The meltdown at the Fukushima Daiichi nuclear power plant’s third reactor building was even worse than initially believed, Tokyo Electric Power Co. (TEPCO) has announced.

In fact, the power company’s new appraisal of the Fukushima No. 3 reactor building shows that all – or nearly all – of the fuel rods contained inside were melted, dropping onto the floor of the containment vessel. If true, the news means the power plant could be even tougher to decommission.

According to the Japan Times, TEPCO first estimated back in November of 2011 that roughly 63 percent of the reactor’s fuel rods had melted.

But TEPCO now believes that after studying conditions surrounding the fuel core, the reactor’s cooling system stopped functioning more than five hours earlier than previously estimated.

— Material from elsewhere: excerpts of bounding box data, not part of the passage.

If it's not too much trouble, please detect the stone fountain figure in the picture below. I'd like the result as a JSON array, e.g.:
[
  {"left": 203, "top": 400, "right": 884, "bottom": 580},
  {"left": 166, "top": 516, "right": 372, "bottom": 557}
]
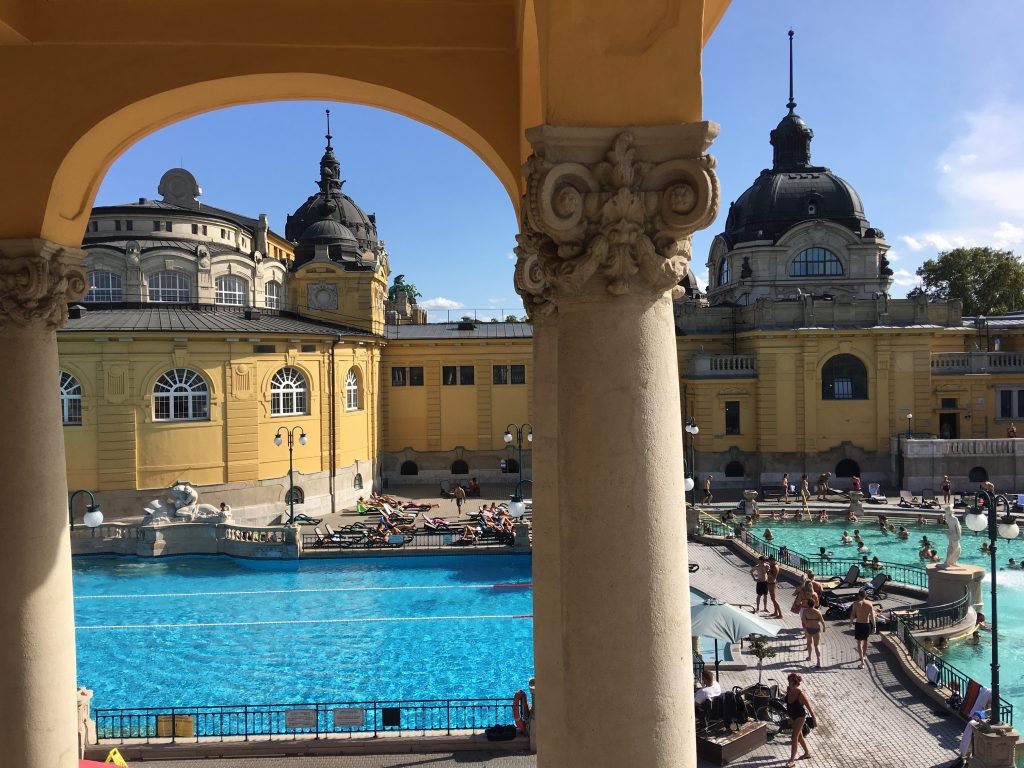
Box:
[
  {"left": 942, "top": 504, "right": 961, "bottom": 568},
  {"left": 142, "top": 480, "right": 231, "bottom": 525}
]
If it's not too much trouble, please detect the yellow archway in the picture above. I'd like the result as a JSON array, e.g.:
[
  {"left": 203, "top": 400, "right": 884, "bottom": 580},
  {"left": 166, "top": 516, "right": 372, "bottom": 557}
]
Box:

As a result, the meltdown would have started around that same time period.

As reported by the Yomiuri Shimbun, it is possible that with more nuclear fuel resting in the containment vessel than originally estimated, removing it will require even more careful planning.

“As the core meltdown is now believed to have started earlier than was previously thought, the amount of melted nuclear fuel that passed into the containment vessel through the pressure vessel is considered to have been greater, making it technically more difficult to extract the melted fuel and dispose of it,” the newspaper stated.

Despite the new findings, however, TEPCO spokesman Shinichi Kawamura said the company is still hoping to find some fuel that had not melted down.

“We think some fuel still remains at the core part based on the actual plant data,” he said, as quoted by the Japan Times.